The media immediately jumped on the story. Two days after it was made public, a woman named Eva Grey called a press conference. Ms. Grey is a lap dancer at a Washington club called Privates. At the conference, she revealed that several years earlier she had had a four-month-long affair with Secretary Manwaring. The affair ended, she said, when she confronted him about his promise to leave his wife. According to Ms. Grey, the secretary got violent during the conversation. She alleges that he choked her until she almost passed out and told her that if she ever brought up the subject of his divorce again, he would make sure she disappeared. Secretary Manwaring immediately called a press conference to say that not only was Ms. Grey's story untrue, he had never met her or heard of her.
In the weeks that followed, two other women came forward with similar stories. One woman, Esther Forrester, is a secretary at a Washington insurance company; the other, Felicity Black, is an out-of-work advertising executive. Both said that when their affairs with Secretary Manwaring became serious they talked to him about his promise to leave his wife and he became enraged and violent and ended the relationship.

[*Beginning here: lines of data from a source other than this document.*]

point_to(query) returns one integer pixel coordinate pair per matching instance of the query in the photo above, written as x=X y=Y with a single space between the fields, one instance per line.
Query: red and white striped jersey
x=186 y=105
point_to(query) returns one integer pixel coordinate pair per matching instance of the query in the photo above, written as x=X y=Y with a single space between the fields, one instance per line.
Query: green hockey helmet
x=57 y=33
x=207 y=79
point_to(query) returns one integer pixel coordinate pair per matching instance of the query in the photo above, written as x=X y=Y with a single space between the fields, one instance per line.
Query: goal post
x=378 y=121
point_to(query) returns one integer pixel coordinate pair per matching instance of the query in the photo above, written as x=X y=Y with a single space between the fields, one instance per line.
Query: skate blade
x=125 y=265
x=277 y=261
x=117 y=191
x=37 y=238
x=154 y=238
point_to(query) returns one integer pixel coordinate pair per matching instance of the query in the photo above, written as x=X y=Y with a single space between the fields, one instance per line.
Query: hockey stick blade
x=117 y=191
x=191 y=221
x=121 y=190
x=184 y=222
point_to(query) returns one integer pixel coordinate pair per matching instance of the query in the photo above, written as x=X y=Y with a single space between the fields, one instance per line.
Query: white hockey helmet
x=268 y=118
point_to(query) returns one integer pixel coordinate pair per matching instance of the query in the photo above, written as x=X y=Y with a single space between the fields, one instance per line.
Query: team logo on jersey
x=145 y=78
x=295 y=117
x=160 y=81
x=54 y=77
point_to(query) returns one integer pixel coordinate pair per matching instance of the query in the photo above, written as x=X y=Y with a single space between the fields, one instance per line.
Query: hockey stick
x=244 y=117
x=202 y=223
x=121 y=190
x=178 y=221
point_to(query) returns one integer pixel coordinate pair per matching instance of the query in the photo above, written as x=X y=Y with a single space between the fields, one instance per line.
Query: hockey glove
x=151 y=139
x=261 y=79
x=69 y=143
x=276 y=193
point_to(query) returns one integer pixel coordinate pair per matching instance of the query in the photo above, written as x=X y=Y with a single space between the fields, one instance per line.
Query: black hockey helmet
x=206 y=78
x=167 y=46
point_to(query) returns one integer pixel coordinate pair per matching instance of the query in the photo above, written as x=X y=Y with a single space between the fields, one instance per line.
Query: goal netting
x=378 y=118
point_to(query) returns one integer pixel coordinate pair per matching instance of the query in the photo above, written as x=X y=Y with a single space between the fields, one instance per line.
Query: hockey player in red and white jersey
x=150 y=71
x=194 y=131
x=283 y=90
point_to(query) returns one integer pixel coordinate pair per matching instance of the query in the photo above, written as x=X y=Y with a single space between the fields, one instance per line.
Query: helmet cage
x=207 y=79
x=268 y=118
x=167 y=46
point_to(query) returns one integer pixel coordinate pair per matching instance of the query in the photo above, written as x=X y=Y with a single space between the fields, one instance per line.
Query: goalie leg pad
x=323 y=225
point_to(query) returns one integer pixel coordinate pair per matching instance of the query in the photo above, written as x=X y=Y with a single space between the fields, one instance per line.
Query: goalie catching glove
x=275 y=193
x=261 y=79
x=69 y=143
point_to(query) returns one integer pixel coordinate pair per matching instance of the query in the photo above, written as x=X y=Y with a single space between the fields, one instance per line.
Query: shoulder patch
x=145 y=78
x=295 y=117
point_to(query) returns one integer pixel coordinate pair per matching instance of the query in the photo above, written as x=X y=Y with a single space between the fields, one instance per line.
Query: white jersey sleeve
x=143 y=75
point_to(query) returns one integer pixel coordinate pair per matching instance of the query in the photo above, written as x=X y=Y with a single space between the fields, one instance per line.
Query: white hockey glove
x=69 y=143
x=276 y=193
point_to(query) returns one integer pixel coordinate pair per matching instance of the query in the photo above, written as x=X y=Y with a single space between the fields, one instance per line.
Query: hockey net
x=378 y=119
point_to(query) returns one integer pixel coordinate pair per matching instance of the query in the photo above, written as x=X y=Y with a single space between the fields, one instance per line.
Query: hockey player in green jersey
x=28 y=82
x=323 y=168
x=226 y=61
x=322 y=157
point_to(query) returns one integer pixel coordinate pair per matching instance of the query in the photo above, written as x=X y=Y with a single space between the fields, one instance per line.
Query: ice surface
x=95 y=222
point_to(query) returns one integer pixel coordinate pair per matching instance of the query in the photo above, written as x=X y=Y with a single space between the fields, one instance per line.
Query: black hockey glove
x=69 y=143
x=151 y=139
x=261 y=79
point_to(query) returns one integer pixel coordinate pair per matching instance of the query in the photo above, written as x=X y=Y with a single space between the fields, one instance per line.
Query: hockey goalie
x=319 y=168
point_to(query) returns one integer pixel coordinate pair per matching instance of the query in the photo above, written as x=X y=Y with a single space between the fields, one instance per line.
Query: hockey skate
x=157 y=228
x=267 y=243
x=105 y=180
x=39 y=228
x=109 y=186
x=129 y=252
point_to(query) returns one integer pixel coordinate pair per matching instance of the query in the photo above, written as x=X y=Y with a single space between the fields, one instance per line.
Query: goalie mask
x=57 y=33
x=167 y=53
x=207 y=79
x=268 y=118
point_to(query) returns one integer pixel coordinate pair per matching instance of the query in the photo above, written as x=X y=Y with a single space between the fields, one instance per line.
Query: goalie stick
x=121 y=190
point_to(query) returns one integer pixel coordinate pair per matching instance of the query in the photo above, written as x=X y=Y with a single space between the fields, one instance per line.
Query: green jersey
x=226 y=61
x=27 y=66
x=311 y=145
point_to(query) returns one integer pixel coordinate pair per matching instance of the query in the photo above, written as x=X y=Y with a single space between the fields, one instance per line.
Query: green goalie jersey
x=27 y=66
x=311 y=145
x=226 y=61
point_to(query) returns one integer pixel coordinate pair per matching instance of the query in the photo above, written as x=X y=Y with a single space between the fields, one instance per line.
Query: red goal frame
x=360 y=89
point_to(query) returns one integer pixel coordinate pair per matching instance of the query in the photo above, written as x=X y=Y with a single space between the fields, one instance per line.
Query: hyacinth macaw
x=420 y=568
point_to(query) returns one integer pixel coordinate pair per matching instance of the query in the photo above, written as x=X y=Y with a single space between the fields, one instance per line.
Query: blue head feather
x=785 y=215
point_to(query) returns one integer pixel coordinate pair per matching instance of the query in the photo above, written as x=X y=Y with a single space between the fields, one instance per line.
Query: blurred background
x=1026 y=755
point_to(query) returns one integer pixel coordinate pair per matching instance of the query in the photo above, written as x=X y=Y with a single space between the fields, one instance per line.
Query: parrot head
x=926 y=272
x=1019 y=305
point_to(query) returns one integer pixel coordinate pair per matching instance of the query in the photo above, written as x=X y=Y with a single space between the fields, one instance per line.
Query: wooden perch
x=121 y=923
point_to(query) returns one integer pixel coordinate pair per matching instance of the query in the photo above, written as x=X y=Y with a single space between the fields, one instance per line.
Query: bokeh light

At this moment, the various mysteries remain as such. What will happen to Frank Manwaring? He denies ever having met Ms. Grey or either of the two other women. He did-nearly a month after Maura's disappearance-admit to the affair with her but denies knowing anything about what has happened to her. There has been a tremendous public outcry for Secretary Manwaring to step down from his cabinet position, something he has thus far refused to do. There is also great political pressure being put on him to resign. The head of the Food and Drug Administration, where Maura Greer was interning and where she met Mr. Manwaring, is Chase Welles. Mr. Welles is the man most often rumored to be Mr. Manwaring's replacement. Welles has a close relationship with the president, and his positions are often much more in line with the president's. Manwaring and the president have differed publicly on the question of stem-cell research. The president has signed a bill restricting such research and is on record as opposing it on religious and moral grounds. Mr. Manwaring is a vocal proponent of the need for such research. Mr. Welles has stated that he believes the president is on the side of the angels when it comes to this issue.